Friday, April 9, 2021

Jacob Have I Loved by Katherine Paterson

I am having a hard time figuring out how much I liked this book. On the one hand, it was kind of depressing and hard to read, and I didn't exactly want to seek it out to spend more time reading it. I wasn't rushing back to get to it. But on the other hand, the emotions and the feelings in this book felt so real and hard and strong. This book is about Sara Louise, who is eaten up with jealousy of her twin sister Caroline, and feels like she isn't loved or cared about as much as her. I felt like Caroline was easy to hate if she would have been your peer like she was Sara Louise's. I would have been just as upset as she was. Sara Louise was not an easy-to-love narrator herself, though--she was grumpy and unfriendly and filled with anger a lot of the time, which only pushed people more and more towards Caroline.
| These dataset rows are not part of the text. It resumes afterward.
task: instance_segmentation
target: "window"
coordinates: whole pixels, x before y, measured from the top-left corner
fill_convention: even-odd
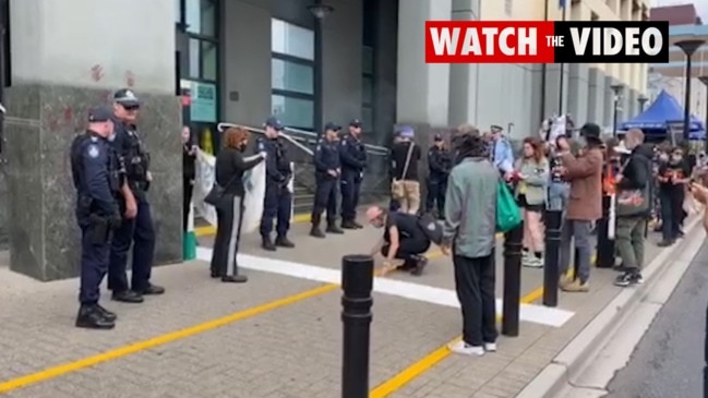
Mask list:
[[[272,20],[273,114],[285,125],[314,129],[314,32]]]
[[[314,129],[314,100],[274,94],[271,102],[273,114],[283,124],[302,130]]]
[[[185,0],[187,32],[216,37],[216,1]]]
[[[313,31],[275,19],[271,28],[273,52],[314,61]]]
[[[273,88],[314,94],[314,70],[311,65],[273,59]]]

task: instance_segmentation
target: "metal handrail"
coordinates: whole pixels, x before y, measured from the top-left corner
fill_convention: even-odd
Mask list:
[[[240,128],[240,129],[245,129],[245,130],[252,131],[254,133],[265,134],[265,130],[252,128],[250,125],[228,123],[228,122],[221,122],[221,123],[218,123],[216,125],[216,130],[218,130],[220,133],[223,133],[224,130],[226,130],[228,128]],[[314,155],[312,149],[308,148],[307,146],[304,146],[300,142],[316,142],[317,141],[317,134],[315,134],[315,133],[313,133],[311,131],[299,130],[299,129],[293,129],[293,128],[285,128],[284,130],[285,131],[291,131],[293,133],[298,133],[300,135],[304,135],[304,136],[309,137],[309,140],[308,140],[308,138],[300,137],[300,136],[288,135],[288,134],[285,134],[283,132],[279,134],[281,137],[288,140],[290,143],[292,143],[292,145],[297,146],[298,148],[304,150],[305,153],[310,154],[311,156]],[[387,156],[391,153],[391,150],[388,148],[384,147],[384,146],[364,144],[364,147],[367,149],[369,149],[368,152],[373,153],[374,155]]]

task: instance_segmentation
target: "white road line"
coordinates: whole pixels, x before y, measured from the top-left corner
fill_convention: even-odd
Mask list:
[[[206,262],[211,261],[212,249],[196,248],[196,257]],[[285,275],[299,279],[316,280],[325,284],[341,282],[341,273],[338,269],[287,262],[283,260],[259,257],[248,254],[239,254],[238,263],[239,267],[260,270],[263,273]],[[459,309],[457,293],[452,289],[442,289],[421,284],[375,277],[374,291],[409,300]],[[502,311],[502,300],[500,299],[496,300],[496,311]],[[521,321],[554,327],[563,326],[571,317],[573,317],[574,314],[574,312],[566,310],[551,309],[533,304],[521,304],[520,307]]]

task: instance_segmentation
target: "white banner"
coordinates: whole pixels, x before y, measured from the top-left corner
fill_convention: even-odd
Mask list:
[[[248,159],[248,158],[247,158]],[[194,181],[194,213],[206,220],[209,225],[216,227],[216,209],[214,206],[204,202],[204,197],[209,193],[216,179],[215,173],[216,158],[202,150],[196,154],[196,178]],[[290,167],[295,170],[292,164]],[[261,225],[263,215],[263,204],[265,201],[265,161],[260,162],[256,167],[247,171],[243,176],[243,186],[245,195],[243,205],[243,224],[241,232],[249,233],[255,231]],[[288,183],[290,192],[295,191],[292,179]],[[292,216],[291,216],[292,220]]]

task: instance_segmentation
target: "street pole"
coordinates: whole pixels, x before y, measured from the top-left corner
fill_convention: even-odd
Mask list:
[[[691,75],[692,75],[692,58],[694,52],[704,45],[706,40],[682,40],[674,43],[674,46],[681,48],[686,56],[686,75],[685,75],[685,98],[683,106],[683,140],[688,141],[691,138]]]
[[[502,305],[502,335],[518,336],[521,300],[521,249],[524,224],[504,234],[504,292]]]
[[[369,397],[373,273],[374,261],[370,255],[353,254],[341,258],[341,398]]]

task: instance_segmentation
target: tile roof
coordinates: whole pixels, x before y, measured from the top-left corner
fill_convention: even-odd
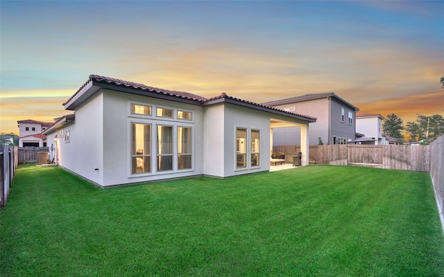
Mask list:
[[[255,102],[248,101],[248,100],[246,100],[237,98],[235,97],[229,96],[225,92],[223,92],[219,96],[213,97],[213,98],[211,98],[208,99],[207,101],[205,101],[205,102],[211,102],[212,101],[216,100],[218,99],[222,99],[222,98],[230,99],[230,100],[234,100],[234,101],[237,101],[237,102],[241,102],[241,103],[245,103],[245,104],[248,104],[248,105],[253,105],[253,106],[256,106],[257,107],[262,107],[263,109],[271,109],[271,110],[275,111],[284,112],[284,113],[287,114],[289,115],[296,115],[296,116],[300,116],[300,117],[305,118],[307,119],[309,119],[309,120],[315,120],[315,121],[317,120],[317,118],[316,117],[309,116],[306,116],[306,115],[300,114],[296,114],[296,113],[294,113],[293,111],[284,111],[284,110],[280,109],[276,109],[276,108],[274,108],[273,107],[266,106],[264,105],[256,103]]]
[[[117,87],[116,87],[117,86]],[[285,111],[279,109],[268,107],[262,104],[258,104],[250,101],[244,100],[234,97],[228,96],[226,93],[223,93],[219,96],[212,98],[206,98],[196,94],[190,93],[185,91],[170,91],[164,89],[160,89],[154,87],[146,86],[133,82],[128,82],[123,80],[115,79],[109,77],[104,77],[99,75],[92,74],[88,80],[63,105],[66,109],[74,109],[77,105],[83,102],[85,99],[90,97],[94,93],[98,91],[101,88],[109,88],[110,89],[120,90],[121,91],[134,93],[135,94],[161,97],[161,96],[166,96],[166,97],[173,96],[178,98],[178,101],[187,101],[189,103],[194,105],[205,106],[213,105],[219,102],[230,102],[237,105],[245,107],[252,107],[255,109],[262,109],[264,111],[273,112],[282,115],[287,115],[293,117],[298,117],[300,119],[306,119],[309,121],[315,122],[316,118],[311,116],[307,116],[299,114],[293,113],[291,111]],[[128,90],[128,89],[130,90]],[[155,93],[153,95],[153,93]],[[162,96],[163,98],[164,96]],[[171,99],[169,99],[171,100]],[[189,101],[191,101],[191,102]]]
[[[379,114],[370,114],[370,113],[356,114],[356,117],[370,117],[370,116],[381,116],[382,118],[384,118],[384,116],[382,116]]]
[[[56,129],[63,127],[64,125],[73,122],[76,120],[76,114],[67,114],[66,116],[58,117],[54,118],[55,122],[49,126],[46,130],[43,131],[42,134],[51,134]]]
[[[295,96],[295,97],[291,97],[289,98],[280,99],[274,101],[266,102],[264,103],[262,103],[262,105],[266,106],[278,106],[280,105],[294,103],[297,102],[309,101],[311,100],[322,99],[322,98],[326,98],[328,97],[333,97],[334,98],[336,98],[339,101],[343,102],[343,103],[347,104],[350,107],[352,107],[355,111],[359,110],[359,109],[358,109],[357,107],[355,107],[352,104],[349,103],[348,102],[342,99],[337,95],[334,94],[334,92],[324,92],[321,93],[305,94],[301,96]]]
[[[46,139],[46,136],[42,134],[28,134],[26,136],[20,136],[19,138],[27,138],[28,136],[34,136],[38,138]]]
[[[33,120],[32,119],[25,119],[24,120],[18,120],[17,123],[31,123],[31,124],[40,124],[43,126],[51,126],[53,123],[51,122],[42,122]]]
[[[168,89],[160,89],[157,87],[146,86],[144,84],[139,84],[134,82],[128,82],[124,80],[121,79],[115,79],[110,77],[101,76],[99,75],[92,74],[89,75],[89,80],[87,80],[80,89],[72,96],[71,98],[65,103],[63,105],[65,106],[67,103],[68,103],[71,99],[73,99],[78,93],[79,93],[83,88],[87,87],[89,84],[92,82],[103,82],[107,83],[114,85],[117,85],[120,87],[130,87],[133,89],[139,89],[141,91],[146,91],[147,94],[148,93],[157,93],[165,95],[169,95],[171,96],[176,96],[178,98],[186,98],[189,100],[193,100],[196,101],[205,101],[207,100],[205,97],[200,96],[196,94],[190,93],[189,92],[185,91],[170,91]],[[148,95],[147,95],[148,96]]]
But I thought those emotions and Sara Louise's over-the-top reactions made this book the gripping story that it was. When Sara Louise threw her bottle of lotion at the wall because Caroline was using it without asking her, and when she refused her parents' offer of paying for her boarding school because she was so upset that Caroline was getting to go to a nicer school in Baltimore--those are exactly the irrational, unrealistic things that an upset teenager might do. So although it was not the most fun book to read, I really felt Sara Louise's feelings of disappointment and anger over and over again. (I also really liked the setting and the imagery of the island and the crabbing and everything they did there as well. And the ending with Sara Louise all grown up as a midwife in the mountains--that was unexpected and I loved that.)